Уподоблюсь дипломникам и начну с актуальности темы; для меня
актуальность данной темы заключается в том, что отсутствие
адекватного самовосприятия означает полную невозможность какого бы
то ни было понимания вообще. Например, биолог-генетик,
рассуждающий о возникновении человека (только что видел по
телевизору), убедительно доказывает, что человек развивался,
приспосабливаясь в окружающей внешней среде; я мысленно спрашиваю
его:
- Если развитие человека представляет собой приспособление к условиям внешней среды, то как происходит развитие этой самой внешней среды, к чему она приспосабливается?
- Приспосабливаются только живые существа! – он усмехается и поправляет очки.
- Хорошо, если внешняя среда не живая, то когда она стала внешней: когда вы об этом подумали или когда к ней кто-то стал приспосабливаться? – не унимаюсь я.
- Конечно, когда к ней стали приспосабливаться живые существа! – убедительно отрезал учёный.
- А откуда взялись живые существа? – во мне растёт чувство благоговения перед святой простотой человека.
- Они появились в результате развития природы! – Очки крепко сидят на переносице, но поправить их очень кстати.
- То есть до появления живых существ природа была мёртвой, а после их появления стала внешней?

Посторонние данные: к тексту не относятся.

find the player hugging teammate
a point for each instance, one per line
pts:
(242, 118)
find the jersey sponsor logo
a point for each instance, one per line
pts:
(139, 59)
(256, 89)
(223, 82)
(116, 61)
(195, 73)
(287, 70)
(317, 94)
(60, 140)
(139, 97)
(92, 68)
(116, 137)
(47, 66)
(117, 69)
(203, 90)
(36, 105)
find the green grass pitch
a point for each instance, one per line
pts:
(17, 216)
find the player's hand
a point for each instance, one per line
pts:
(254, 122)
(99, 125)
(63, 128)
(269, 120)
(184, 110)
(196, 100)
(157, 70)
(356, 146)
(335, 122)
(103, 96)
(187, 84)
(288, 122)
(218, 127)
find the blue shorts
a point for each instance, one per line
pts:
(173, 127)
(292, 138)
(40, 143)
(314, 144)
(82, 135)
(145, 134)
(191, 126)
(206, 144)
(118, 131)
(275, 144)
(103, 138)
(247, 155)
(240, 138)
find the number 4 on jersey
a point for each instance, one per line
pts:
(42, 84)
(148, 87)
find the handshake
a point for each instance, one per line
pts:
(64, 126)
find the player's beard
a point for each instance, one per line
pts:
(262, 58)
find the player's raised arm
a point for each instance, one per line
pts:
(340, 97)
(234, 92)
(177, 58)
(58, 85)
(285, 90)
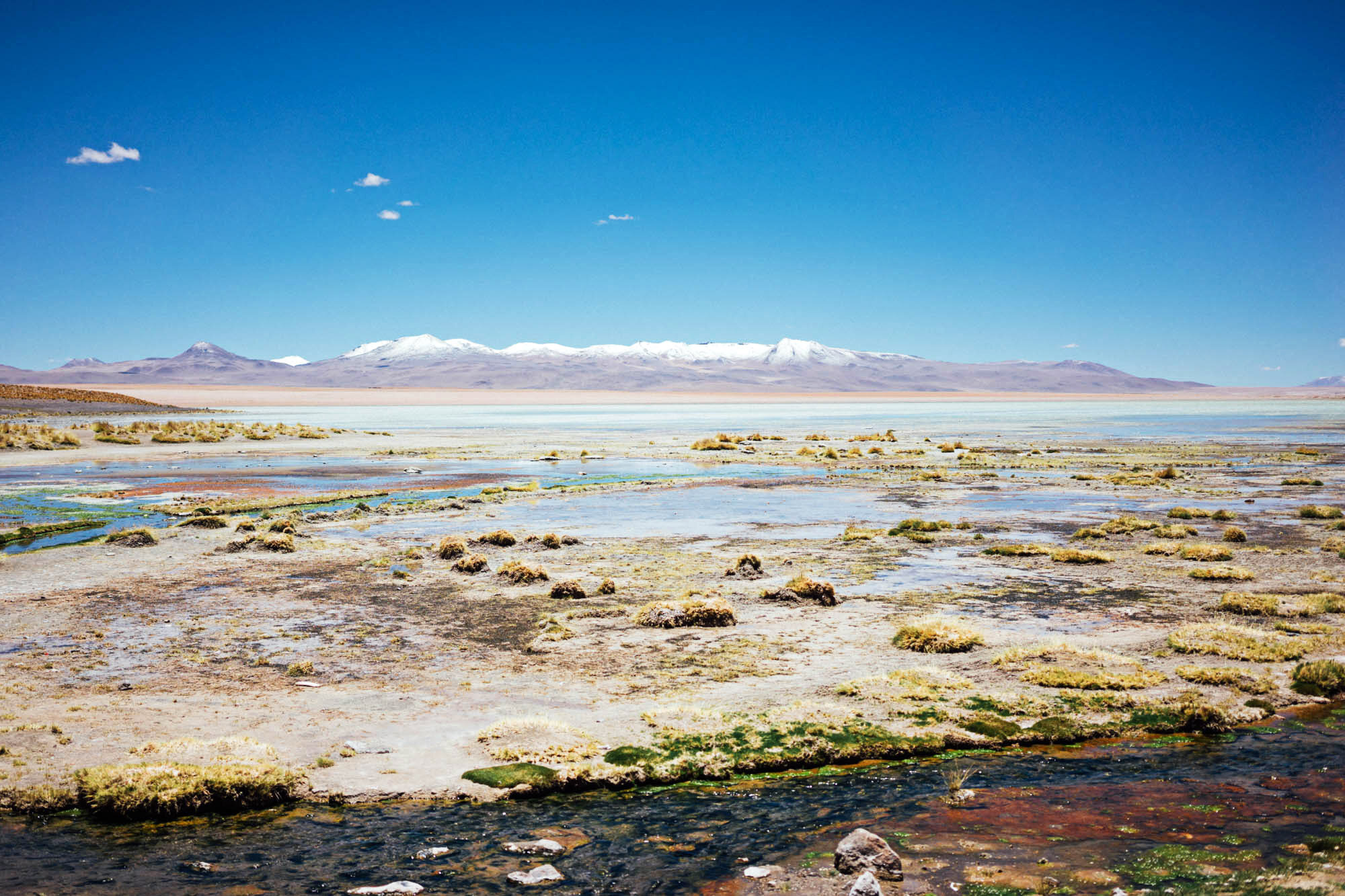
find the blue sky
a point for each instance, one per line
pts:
(1157, 188)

И т.д., и т.д. Невозможно придумать что-либо комичней тех судорог, которые сам человек принимает за мышление.
Что касается приспособления к внешней среде, то я вижу, как, после
приятного просмотра в сообществе коллег своего появления на
экране, наш биолог приспосабливается к неспешной походке
идущего по коридору профессора таким образом, чтобы идти вместе,
но чуть сзади, поскольку же профессор заметно ниже, биологу
приходится сутулиться и подгибать колени ровно настолько,
что, если профессор скосит глаза, то он увидит уже внимающую
голову на вытянутой шее, парящую рядом с ним по коридору.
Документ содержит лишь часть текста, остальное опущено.